They say that explorers used to write "here be dragons" on their maps to denote uncharted, potentially dangerous territory. Today, the Federal Reserve is deep in dragon territory, and the hope is they don't get irreparably lost on the way out.
As the Fed gets deeper into its stimulus program, it's increasingly going off the map. The Fed's latest stimulus policy of choice, quantitative easing, was virtually untested when the bank undertook it, Those massive asset purchases have led to a balance sheet whose size is skyrocketing, from less than $1 trillion in 2008 to over $3 trillion now. The question facing the Fed is how much is too much: $4 trillion? $5 trillion? $10 trillion?
The answer: No one has a clue.
The Fed balance sheet is currently around 20 percent of GDP. That's not entirely unprecedented; it last hit that level when the central bank held yields on treasuries down to finance World War II. But the balance sheet held at around 5 percent from the late 1970s onward. Now, it will continue to grow well past $3 trillion, and there's no guidance on what "too big" might be.

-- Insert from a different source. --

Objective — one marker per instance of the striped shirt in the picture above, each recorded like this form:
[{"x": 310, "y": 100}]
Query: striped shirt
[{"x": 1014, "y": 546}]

"There is no formal theory that addresses the issues of the optimal size of central bank balance sheets versus the size of the economy," says Adolfo Laurenti, deputy chief economist at Mesirow Financial, a Chicago-based financial services firm. "We are making these things up along the way with very little guidance from economic theory."
For those who aren't monetary policy wonks, the Fed balance sheet reflects the assets it has purchased. Over the course of three rounds of quantitative easing—which some call "printing money"—the Fed has put $2 trillion dollars out into the economy by buying U.S. debt and mortgage-backed securities.
The chief fear that comes with quantitative easing is that all of that newly printed money will spark inflation. That has not yet happened, but it easily could. The question with no answer is—even absent hyperinflation—when has the Fed printed too much money. According to one former Fed governor, there's no real boundary on that.
"In theory there is no limit. But in practice it is limited by market participants," says Randall Kroszner, a member of the Fed's Board of Governors from 2006 through 2009, and a professor at the University of Chicago's Booth School of Business.
If the balance sheet gets too big, says Kroszner, it could lead to a "loss of credibility" for the Fed, as people start to worry about whether the Fed can "unwind" its balance sheet—how it moves all of those treasuries and mortgages off its books. In this sense, it's not just the size of the Fed's stock of assets, but also how it gets rid of them and reels some of that money back in that matters.
"I can understand why there isn't a consensus. It's not just the size but what you do with it," says Kroszner.
Thus far, banks have been sitting on roughly half of that money that the Fed has churned out, rather than lending it. That reluctance has limited the risk of inflation. But once inflation picks up, that could be a signal that it's time to pull back, and by that time, it may be too late.
In short, the problem of the Fed's balance sheet is more one of timing than of size.
"Typically the Fed has done two mistakes in exit strategies: they started too late, letting some imbalances build up too much," says Laurenti. When that happens, he says, the Fed is then forced to "engineer a recession of sorts," moving interest rates up to stop inflation from overheating, thereby also putting the brakes on growth.
For now, the balance sheet is just going to keep growing; the central bank's open market committee, the arm that sets interest rates, elected in its meeting this week to stay the course on QE3, buying $85 billion in assets each month, and indicated that it has no intention of stopping in the near future.
As that monthly $85 billion adds to the Fed's balance sheet, it makes the potential for a botched exit even bigger. In Laurenti's opinion, that's reason to be cautious.